We’d heard of Mr Lanner — he invented formal Viennese waltz, taking a peasant dance and turning it to a refined art form enjoyed by high society — but we didn’t know that a “waltz” was the closed-hold dance position, which explains the sleeve notes (see below).
We also didn’t know it was danced at twice the rate — 180 beats per minute v 90bpm — of the slow waltz that men in Pringle sweaters who own caravans so love today. By comparison, hip hop is 80-115pm, and house music around 118-135bpm, and it’s only when you get to drum and bass (160-180bpm) and old style jungle (160-170bpm) that you get to the same speed as Lanner’s waltz. (For classicists, presto is 168-200bpm).
We mention the modern dances not to sound cool (though we are, obviously) but because the sleeve notes say that pieces such as the opening Tarantula Galop were the sweaty, down and dirty dances of their day: these “immoral” dances were in demand from “dance frenzied” youth rebelling against the “bourgeois smugness” of the age — ie your parents and their stupid pop music, while you want to get into the mosh pit at a gig with a sweary band and stand next to the opposite sex.
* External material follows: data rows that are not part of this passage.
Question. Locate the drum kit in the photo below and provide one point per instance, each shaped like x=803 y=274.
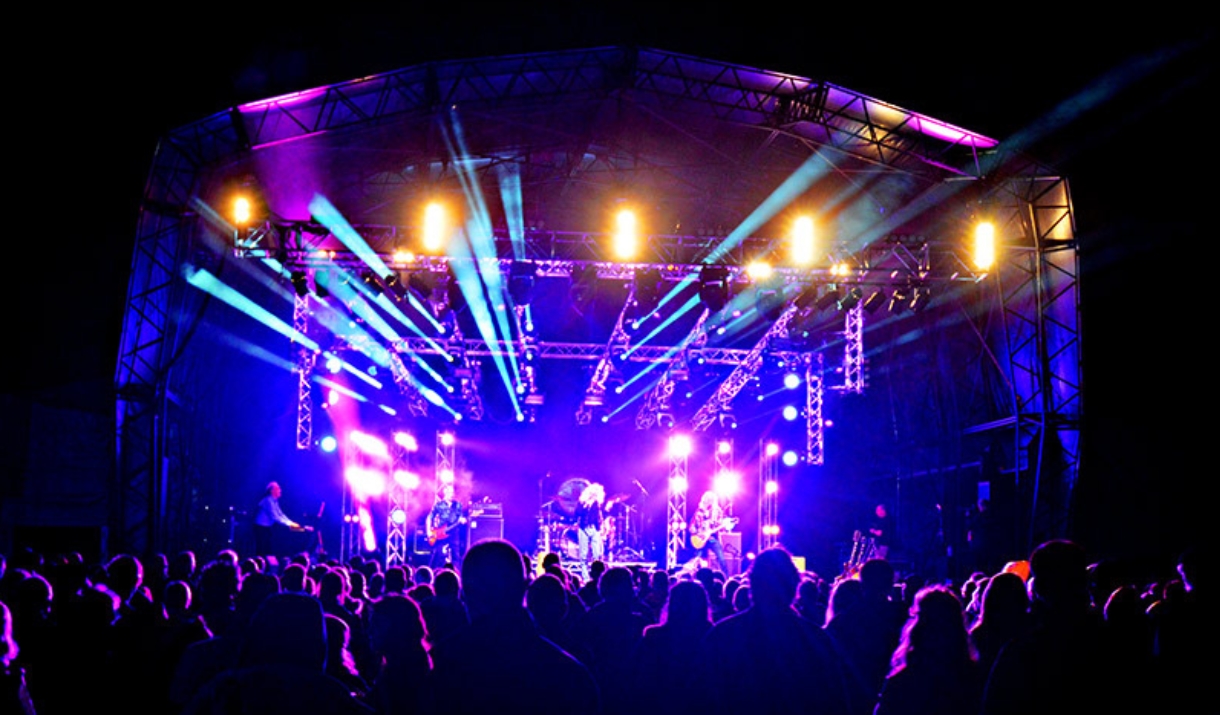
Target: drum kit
x=558 y=531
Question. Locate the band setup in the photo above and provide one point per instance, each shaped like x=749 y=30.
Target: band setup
x=581 y=525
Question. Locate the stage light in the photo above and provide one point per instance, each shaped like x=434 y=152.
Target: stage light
x=521 y=281
x=726 y=483
x=300 y=283
x=714 y=287
x=803 y=240
x=365 y=482
x=898 y=300
x=321 y=283
x=827 y=299
x=759 y=270
x=242 y=211
x=626 y=239
x=850 y=298
x=436 y=226
x=369 y=444
x=985 y=245
x=874 y=301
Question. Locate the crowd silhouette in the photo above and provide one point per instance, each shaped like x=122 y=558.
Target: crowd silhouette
x=1051 y=633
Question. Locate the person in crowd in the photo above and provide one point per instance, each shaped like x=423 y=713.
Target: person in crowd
x=935 y=669
x=493 y=585
x=767 y=659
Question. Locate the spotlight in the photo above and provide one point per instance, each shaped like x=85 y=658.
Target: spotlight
x=828 y=298
x=852 y=298
x=321 y=283
x=874 y=301
x=898 y=300
x=714 y=287
x=521 y=282
x=300 y=284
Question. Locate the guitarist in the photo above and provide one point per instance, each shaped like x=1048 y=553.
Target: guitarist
x=705 y=526
x=444 y=527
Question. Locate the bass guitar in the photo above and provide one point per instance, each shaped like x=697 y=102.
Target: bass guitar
x=700 y=537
We assume the dances were immoral because of the close touching that “waltz” would suggest.
We’d suggest that the waltz today as a musical form is one that most people forego, the waltz being a rather schmaltzy style of music seen only in period dramas, Stanley Kubrick movies and satirical black and white films in which a crusty colonel makes an ass of himself.
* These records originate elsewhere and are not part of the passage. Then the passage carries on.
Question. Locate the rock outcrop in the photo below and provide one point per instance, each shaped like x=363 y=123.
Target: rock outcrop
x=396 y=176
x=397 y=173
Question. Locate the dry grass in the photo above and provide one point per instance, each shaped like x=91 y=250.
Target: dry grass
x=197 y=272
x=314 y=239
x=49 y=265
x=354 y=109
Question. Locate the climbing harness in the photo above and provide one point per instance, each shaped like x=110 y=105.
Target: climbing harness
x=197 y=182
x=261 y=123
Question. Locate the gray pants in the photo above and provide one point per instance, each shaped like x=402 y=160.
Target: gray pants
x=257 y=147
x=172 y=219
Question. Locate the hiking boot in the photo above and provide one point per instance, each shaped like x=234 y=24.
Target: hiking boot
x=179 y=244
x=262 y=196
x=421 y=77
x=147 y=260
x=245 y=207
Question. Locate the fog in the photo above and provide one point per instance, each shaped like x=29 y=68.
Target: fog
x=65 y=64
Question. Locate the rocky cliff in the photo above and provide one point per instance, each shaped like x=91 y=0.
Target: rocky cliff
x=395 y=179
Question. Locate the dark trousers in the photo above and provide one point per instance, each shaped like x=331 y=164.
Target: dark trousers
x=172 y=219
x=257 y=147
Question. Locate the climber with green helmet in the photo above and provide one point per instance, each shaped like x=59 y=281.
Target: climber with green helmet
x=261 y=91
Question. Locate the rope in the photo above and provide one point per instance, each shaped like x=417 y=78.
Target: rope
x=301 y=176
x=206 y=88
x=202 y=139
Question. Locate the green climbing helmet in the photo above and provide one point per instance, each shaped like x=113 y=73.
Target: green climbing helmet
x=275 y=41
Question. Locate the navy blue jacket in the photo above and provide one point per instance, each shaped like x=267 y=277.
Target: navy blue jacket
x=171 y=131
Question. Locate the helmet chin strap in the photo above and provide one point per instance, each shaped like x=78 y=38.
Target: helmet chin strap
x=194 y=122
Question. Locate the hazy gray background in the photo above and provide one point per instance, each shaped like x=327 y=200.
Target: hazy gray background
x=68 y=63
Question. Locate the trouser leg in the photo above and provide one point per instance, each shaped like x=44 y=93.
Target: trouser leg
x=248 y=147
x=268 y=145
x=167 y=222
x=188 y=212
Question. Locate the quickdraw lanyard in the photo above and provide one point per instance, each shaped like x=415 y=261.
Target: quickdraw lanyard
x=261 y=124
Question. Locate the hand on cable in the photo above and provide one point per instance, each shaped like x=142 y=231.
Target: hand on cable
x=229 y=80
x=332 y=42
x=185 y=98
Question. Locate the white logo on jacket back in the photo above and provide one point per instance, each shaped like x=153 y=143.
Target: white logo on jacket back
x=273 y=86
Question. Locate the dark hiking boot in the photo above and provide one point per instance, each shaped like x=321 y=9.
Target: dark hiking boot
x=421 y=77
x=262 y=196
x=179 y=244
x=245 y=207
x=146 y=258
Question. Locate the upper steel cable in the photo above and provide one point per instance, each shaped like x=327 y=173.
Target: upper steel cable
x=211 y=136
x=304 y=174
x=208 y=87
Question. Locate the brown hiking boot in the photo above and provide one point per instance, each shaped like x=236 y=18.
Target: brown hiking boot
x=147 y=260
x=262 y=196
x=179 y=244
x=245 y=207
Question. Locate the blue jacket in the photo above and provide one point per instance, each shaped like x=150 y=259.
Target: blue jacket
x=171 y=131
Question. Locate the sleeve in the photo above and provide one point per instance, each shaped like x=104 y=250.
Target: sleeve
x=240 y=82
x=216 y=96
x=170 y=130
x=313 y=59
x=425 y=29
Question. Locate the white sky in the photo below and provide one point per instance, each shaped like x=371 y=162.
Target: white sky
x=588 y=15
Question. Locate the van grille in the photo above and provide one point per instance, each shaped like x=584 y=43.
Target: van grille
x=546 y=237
Tarantula Gallop is such a tune, but we forgave it because it was a rebel tune — Lanner even snuck in a sample from a march normally played by the Second Viennese Citizens’ Regiment, which Google informs us were the gendarmes of the day, mounting pickets and carrying out surveillance. Probably a bit pompous.
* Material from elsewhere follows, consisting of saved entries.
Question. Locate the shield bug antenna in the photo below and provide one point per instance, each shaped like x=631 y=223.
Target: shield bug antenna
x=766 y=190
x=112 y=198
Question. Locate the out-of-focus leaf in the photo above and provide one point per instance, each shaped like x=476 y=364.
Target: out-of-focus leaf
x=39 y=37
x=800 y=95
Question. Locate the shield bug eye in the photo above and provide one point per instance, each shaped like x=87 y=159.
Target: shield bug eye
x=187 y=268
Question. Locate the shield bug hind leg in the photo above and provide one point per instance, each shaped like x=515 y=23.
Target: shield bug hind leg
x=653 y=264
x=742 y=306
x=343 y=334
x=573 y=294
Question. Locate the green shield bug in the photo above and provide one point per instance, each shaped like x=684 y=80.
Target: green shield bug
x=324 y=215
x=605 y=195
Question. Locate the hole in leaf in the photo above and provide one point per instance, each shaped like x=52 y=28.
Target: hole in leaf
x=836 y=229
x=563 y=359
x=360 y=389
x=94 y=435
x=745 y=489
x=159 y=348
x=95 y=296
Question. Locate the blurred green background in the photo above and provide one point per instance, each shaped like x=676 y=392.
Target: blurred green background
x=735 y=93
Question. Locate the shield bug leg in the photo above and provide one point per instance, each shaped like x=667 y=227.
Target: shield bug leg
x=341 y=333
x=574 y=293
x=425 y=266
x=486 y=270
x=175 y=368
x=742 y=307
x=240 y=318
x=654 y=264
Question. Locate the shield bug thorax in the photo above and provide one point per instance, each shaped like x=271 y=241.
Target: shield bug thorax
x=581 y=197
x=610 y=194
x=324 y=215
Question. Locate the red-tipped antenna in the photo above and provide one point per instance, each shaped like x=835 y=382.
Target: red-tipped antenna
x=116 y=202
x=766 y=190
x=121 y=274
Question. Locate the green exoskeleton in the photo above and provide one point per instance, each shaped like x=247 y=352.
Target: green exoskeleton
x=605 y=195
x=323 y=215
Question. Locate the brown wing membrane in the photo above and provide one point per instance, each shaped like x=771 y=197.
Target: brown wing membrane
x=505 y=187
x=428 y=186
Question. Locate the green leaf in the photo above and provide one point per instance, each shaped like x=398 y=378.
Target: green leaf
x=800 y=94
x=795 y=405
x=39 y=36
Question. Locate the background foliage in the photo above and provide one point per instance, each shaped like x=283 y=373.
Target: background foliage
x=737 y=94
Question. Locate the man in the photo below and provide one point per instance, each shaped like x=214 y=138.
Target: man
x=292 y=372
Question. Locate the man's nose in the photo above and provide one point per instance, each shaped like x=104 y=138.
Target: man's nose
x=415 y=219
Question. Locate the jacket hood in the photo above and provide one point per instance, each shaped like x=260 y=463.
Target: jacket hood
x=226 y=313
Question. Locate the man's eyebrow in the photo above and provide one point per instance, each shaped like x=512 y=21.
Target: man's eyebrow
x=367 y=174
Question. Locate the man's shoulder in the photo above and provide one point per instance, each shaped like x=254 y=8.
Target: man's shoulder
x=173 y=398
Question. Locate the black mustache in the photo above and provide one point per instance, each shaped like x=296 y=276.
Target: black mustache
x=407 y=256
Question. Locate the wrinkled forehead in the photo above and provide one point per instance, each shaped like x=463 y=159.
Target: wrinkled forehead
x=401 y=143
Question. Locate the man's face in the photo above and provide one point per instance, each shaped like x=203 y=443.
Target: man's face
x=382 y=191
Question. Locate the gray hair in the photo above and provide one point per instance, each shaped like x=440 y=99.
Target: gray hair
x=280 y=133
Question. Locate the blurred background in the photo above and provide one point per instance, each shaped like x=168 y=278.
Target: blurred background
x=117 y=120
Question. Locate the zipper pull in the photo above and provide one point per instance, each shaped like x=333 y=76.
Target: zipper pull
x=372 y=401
A whole album of galloping dance tunes from the 19th century would probably be too much, so as the album goes on, you get music that’s less obviously waltz: The Union of Elizabeth and Catherine takes a dance form in places but not others, and is encased by trumpet fanfares, while the Court Ball Dances is even less obviously formal dance music; it’s still the lively kind of music that might provoke people into pretending to conduct, air conducting the distant ancestor of air guitar. This is not the case all the way through: Midnight Waltz is very waltz-ish.
We’ve enjoyed this CD and continue to do so: it’s lively music that suits being in the kitchen and washing up; it would probably have been the gym playlist of its day. If you sort-of like waltz but hesitate buying anything for fear of excess cheese and cymbals, we recommend this. It’s still Viennese Waltz but it’s good fun and with its rebelliousness, high bpm and potential for air conducting, surprisingly modern in approach.
The Orchestre de Cannes is an interesting tale in itself, and Wolfgang Dörner conducts. Out on Naxos (8573552).